Dışarıda suratınıza taktığınız o koca maskenin de bir sebebi var;
İklim değişikliğinin tetiklediği salgınların yanında hava kirliliği de nefes almayı sağlıksız hale getirmiş durumda. Hem salgın hastalıklardan hem de hava kirliliğinden korunmak gerekiyor ve artık suratınızda maske olmadan dışarı çıkmak hiç de akıllıca bir hamle değil. Üstelik geçmişte olduğu gibi bu maske mevzusu bir gün geçecek bir süreç değil. Kalıcı!

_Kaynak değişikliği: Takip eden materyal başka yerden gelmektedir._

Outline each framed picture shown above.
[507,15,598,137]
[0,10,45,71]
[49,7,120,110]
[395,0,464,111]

Serinletme merkezine geldiniz, kendinizi biraz daha iyi hissediyorsunuz; haberleri görene kadar!
Sıcaklar ve dengesi şaşmış iklim sebebiyle orman yangınları ülkenin neredeyse tüm büyük ormanlarını yok etti; hatta yaşam alanlarını da kötü etkiliyor. Bugün de haberler kötü. Akdeniz, Ege ve İç Anadolu’da birçok ilde aynı anda yaşanan orman yangınları sebebiyle binlerce kişi bu sıcakta evlerinden çıkmış, serinletme merkezlerindeki yoğunluk sebebiyle büyük bir sağlık krizi var, insanlar ölüyor…

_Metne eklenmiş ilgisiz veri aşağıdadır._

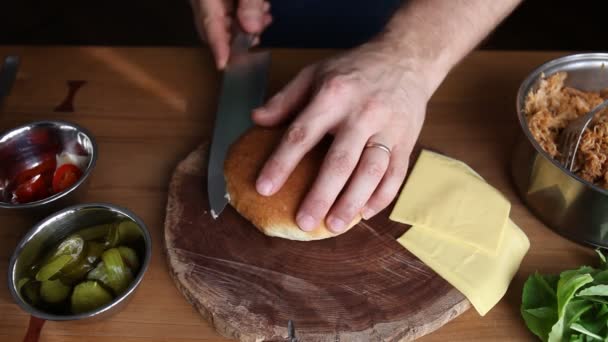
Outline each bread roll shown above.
[224,127,361,241]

Bir başka habere geçtiniz; bozulan ekolojik denge sebebiyle gezegenden silinen türlere birkaç türün daha eklendiğini gördünüz. Üstelik maalesef türlerin yok olması ve bitki örtüsünün değişmesi demek, sayısı artışa geçen türlerle birlikte yayılma riski olan viral hastalıkların da ortaya çıkması demek. Tam da bu olmuş; yine, kim bilir kaçıncı kez büyük bir viral salgın başlamış, Türkiye’de de ilk vaka görülmüş; ne yapmalı? Herkes bu soruya cevap arıyor, uzmanlar endişeli…
Su ve enerji kaynakları dünya genelinde neredeyse tükendiği için yaşanan politik gerilimler, savaşlar, kıtlıklar ve toplu ölümler… Dünyadan haberler de bu durumda…
Şiddet artmış, kontrolden çıkmış durumda. Böyle bir dönemde akşam eve yürümek herkes için korkunç bir film gibi
Hem ekonomik etkiler hem de iklim değişikliğinin insan psikolojisi üzerinde yarattığı ‘kaygı bozukluğu, şiddet eğilimi ve agresyon’ gibi durumlar sebebiyle özellikle büyük şehirlerde şiddet olayları, hırsızlık ve cinayet vakaları, intiharlar rekor seviyeye ulaşmış durumda.
Hava kararıp serinledikten sonra ayrıldığınız serinletme merkezinden evinize gitmek tam da bu sebeple sizin için korkutucu bir deneyim. Neyse ki sağ salim eve varabildiniz, yine de tam olarak güvende değilsiniz…
Hepsi bir arada, bir güne fazla mı geldi? Geleceğe hoş geldiniz!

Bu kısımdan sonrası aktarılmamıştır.